Compliance roadmap — pragmatic steps for businesses
- Map: inventory personal data flows and build a record of processing activities (ROPA).
- Assess: DPIAs for high-risk systems (profiling, health data, large-scale monitoring).
- Lawful basis: document the legal basis for each processing activity and update privacy notices.
- Contracts: update vendor contracts and include PDPA-compliant transfer clauses.
- Breach plan: draft and test an incident response playbook including 72-hour notification triggers.
- Rights process: implement an operational SAR workflow with verification steps and SLAs.
- Train & test: mandatory staff training, phishing exercises and tabletop incident drills.
- Monitor & audit: periodic reviews, third-party audits and KPI dashboards for privacy risk.
Final practical tips & common traps to avoid
- Don’t rely solely on checkbox consent: diversify lawful bases and keep consent records where you use consent.
- Keep originals and logs: in Thai practice, documentary proof and logs matter in audits and enforcement.
- Plan cross-border architecture early: migrating services to regional cloud providers requires transfer assessments and contractual remedies.

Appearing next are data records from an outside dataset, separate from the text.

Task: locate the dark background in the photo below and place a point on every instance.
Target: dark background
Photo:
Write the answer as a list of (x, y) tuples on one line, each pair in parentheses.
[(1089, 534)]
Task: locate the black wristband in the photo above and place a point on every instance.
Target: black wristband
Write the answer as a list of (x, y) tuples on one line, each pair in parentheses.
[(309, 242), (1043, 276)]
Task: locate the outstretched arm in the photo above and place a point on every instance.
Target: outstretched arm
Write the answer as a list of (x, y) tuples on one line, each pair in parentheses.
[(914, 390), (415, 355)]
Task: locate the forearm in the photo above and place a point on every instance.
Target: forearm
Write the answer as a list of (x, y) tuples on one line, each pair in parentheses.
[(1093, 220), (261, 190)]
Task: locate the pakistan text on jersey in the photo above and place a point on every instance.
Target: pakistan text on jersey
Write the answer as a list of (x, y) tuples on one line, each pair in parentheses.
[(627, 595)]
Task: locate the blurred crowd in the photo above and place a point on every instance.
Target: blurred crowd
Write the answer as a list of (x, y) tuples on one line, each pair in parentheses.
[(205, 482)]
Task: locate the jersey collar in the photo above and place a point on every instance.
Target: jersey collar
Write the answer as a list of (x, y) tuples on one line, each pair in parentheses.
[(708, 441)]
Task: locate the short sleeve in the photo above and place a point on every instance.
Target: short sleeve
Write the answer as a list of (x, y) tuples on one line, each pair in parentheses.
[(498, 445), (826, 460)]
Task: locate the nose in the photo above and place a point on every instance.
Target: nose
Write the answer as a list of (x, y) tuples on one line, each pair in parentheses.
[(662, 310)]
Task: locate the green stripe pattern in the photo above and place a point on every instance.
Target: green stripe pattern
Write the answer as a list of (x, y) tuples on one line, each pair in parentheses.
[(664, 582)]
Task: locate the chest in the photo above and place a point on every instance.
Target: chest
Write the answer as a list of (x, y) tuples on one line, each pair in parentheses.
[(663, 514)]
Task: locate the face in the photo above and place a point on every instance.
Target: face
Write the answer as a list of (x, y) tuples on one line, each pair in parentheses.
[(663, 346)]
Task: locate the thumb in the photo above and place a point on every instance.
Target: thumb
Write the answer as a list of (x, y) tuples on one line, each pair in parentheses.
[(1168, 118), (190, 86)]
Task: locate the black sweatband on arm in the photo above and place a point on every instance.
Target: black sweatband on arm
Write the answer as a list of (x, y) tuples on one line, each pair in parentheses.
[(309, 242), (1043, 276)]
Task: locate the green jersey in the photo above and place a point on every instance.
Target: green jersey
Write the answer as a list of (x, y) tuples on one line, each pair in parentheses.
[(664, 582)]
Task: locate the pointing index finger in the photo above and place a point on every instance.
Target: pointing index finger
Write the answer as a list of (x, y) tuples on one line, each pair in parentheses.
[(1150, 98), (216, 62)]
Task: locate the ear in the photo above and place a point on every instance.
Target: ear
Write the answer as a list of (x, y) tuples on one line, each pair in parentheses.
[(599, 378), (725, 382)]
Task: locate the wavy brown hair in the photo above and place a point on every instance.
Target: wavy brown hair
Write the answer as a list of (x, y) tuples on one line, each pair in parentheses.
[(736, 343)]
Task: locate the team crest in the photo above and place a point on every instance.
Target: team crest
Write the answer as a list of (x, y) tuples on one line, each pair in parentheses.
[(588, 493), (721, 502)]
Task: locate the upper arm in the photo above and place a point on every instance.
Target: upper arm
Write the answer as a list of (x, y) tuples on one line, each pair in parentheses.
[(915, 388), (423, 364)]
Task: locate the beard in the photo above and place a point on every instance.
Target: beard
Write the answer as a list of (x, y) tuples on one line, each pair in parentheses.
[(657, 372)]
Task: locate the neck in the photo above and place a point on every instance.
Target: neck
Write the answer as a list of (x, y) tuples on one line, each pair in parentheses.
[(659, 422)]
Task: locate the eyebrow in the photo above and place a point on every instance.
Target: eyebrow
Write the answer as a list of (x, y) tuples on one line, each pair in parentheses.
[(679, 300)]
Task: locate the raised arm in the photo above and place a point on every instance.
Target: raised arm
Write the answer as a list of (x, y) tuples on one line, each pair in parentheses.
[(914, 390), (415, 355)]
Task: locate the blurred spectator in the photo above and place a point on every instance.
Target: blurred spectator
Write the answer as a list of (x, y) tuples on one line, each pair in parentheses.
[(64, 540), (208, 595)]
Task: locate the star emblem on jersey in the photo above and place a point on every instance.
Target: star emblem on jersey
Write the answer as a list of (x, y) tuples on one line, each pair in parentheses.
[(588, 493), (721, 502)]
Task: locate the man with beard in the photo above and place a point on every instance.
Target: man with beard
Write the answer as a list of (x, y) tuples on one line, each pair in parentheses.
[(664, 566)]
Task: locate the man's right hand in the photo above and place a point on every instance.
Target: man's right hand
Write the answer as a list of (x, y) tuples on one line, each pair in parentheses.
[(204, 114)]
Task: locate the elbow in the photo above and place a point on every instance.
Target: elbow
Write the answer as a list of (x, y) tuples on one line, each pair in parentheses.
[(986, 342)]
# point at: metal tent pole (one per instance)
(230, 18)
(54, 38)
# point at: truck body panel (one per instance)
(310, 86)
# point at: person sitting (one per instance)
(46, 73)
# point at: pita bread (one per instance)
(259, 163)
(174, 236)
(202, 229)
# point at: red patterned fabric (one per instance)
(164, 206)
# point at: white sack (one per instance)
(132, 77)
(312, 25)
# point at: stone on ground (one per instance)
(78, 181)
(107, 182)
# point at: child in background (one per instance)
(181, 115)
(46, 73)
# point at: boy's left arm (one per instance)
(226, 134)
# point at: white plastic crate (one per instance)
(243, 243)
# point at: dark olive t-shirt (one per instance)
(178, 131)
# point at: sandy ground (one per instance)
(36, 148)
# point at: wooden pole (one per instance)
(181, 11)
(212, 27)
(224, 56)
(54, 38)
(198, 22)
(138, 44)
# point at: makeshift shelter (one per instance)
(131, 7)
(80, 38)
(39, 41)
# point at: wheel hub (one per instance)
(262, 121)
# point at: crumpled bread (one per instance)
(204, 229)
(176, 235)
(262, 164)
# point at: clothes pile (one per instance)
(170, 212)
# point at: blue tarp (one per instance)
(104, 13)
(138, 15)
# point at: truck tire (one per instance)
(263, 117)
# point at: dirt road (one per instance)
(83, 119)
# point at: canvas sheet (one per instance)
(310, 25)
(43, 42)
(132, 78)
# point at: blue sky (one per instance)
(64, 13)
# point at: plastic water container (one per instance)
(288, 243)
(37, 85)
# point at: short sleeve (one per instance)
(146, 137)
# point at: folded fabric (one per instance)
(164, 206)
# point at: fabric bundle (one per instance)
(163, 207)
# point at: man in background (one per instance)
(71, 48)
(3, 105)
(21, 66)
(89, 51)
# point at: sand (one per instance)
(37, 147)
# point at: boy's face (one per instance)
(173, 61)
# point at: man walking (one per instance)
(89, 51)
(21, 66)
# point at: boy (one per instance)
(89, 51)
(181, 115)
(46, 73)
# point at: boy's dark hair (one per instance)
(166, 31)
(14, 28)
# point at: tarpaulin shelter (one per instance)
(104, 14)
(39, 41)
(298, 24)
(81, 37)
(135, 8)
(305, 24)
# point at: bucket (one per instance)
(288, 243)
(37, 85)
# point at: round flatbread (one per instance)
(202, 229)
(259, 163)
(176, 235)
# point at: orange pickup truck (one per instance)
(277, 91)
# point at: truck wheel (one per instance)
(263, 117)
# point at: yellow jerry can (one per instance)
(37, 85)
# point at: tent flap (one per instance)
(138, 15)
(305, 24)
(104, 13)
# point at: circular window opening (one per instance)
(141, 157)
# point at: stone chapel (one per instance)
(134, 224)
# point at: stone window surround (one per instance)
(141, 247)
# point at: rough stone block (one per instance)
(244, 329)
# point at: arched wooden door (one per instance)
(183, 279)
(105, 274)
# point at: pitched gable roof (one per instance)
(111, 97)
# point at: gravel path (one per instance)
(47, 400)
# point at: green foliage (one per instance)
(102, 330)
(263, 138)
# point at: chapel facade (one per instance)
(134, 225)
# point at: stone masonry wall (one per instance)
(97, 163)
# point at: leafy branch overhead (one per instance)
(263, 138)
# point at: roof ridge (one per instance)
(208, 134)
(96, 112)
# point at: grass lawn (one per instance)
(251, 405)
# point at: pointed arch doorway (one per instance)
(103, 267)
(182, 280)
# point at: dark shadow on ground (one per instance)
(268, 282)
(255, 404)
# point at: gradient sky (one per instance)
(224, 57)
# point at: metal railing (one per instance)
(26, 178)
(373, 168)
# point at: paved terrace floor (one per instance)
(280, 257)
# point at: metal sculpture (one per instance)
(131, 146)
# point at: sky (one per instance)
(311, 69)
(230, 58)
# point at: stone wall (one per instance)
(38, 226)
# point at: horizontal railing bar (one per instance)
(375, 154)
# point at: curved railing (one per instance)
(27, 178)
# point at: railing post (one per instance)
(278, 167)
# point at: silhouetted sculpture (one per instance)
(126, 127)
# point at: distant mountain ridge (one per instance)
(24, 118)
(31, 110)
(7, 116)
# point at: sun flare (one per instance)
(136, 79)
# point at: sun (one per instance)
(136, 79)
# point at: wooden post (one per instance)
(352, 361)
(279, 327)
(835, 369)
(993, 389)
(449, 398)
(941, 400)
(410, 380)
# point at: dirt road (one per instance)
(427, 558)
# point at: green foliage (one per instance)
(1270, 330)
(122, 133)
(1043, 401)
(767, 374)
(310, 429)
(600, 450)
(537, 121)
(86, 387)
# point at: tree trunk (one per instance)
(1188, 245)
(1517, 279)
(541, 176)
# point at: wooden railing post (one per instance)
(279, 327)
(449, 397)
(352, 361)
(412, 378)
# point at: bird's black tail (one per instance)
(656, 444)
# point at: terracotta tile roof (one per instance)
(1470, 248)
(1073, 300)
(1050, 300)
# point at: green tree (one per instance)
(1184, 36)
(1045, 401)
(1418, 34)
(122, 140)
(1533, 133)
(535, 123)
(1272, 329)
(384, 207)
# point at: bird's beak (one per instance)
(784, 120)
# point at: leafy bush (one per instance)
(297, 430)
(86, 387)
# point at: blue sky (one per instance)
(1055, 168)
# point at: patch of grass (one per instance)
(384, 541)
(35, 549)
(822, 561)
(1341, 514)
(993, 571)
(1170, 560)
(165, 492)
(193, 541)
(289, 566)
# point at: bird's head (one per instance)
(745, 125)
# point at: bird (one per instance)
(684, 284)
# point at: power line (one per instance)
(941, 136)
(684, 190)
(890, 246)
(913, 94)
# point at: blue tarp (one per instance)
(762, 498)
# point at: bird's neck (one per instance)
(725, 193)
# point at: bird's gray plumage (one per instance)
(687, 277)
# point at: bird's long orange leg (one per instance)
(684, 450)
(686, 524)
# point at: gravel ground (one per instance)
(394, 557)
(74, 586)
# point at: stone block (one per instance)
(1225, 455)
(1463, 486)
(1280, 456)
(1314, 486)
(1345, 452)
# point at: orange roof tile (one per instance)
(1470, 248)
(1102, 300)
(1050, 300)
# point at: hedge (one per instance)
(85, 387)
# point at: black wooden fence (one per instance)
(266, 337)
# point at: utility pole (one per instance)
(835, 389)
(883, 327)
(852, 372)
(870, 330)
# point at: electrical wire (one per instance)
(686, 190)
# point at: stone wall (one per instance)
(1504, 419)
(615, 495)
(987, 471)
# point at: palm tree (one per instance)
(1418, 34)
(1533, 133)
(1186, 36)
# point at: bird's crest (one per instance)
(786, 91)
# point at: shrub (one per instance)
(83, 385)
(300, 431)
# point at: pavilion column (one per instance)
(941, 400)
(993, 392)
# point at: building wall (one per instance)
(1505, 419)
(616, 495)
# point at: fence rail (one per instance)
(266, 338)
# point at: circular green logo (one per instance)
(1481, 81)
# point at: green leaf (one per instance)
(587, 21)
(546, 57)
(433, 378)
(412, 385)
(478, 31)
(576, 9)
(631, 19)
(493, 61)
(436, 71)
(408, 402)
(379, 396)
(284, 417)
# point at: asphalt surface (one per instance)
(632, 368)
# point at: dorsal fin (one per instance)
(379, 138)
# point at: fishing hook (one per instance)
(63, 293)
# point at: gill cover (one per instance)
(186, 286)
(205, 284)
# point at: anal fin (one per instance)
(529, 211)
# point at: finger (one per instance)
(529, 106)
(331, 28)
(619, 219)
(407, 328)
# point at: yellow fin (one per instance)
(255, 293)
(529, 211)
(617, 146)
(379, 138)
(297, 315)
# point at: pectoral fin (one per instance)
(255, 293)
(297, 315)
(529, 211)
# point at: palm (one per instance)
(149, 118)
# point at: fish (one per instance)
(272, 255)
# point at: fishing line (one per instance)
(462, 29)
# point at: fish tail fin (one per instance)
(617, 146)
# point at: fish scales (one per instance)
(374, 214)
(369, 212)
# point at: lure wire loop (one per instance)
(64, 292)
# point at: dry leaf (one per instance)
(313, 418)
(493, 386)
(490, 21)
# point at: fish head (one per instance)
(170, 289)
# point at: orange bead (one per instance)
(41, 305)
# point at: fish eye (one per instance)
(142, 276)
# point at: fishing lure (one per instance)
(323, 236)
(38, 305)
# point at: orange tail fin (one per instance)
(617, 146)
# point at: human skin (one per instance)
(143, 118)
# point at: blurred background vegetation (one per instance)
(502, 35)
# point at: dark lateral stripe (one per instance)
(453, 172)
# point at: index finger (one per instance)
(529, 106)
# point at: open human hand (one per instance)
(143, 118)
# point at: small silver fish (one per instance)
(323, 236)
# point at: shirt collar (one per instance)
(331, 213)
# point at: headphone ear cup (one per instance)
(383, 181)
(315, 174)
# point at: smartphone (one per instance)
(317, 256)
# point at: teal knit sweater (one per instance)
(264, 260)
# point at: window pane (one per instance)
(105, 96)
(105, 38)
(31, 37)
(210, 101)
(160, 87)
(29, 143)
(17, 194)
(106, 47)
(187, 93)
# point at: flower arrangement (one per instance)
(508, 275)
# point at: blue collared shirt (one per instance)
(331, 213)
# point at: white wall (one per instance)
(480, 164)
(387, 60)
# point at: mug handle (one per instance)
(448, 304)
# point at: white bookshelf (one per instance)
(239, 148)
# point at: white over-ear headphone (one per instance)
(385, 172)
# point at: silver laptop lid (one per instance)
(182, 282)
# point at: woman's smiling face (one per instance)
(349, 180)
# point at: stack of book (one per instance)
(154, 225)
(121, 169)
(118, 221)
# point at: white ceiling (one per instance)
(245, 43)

- Start with high-risk areas: HR files, customer databases, CCTV and health data are frequent audit targets.
- Budget for enforcement: fines and remediation costs are real; treat PDPA as an operational compliance program, not a one-off project.
Checklist — immediate actions (30/60/90 days)
- 0–30 days: run a data inventory and appoint a PD lead; map high-risk assets.
- 30–60 days: implement SAR workflow, update privacy notices, and start DPIAs for top 3 systems.
- 60–90 days: update contracts with processors, test incident response and patch critical systems.
- Ongoing: staff training every quarter, annual audits, and board reporting on privacy KPIs.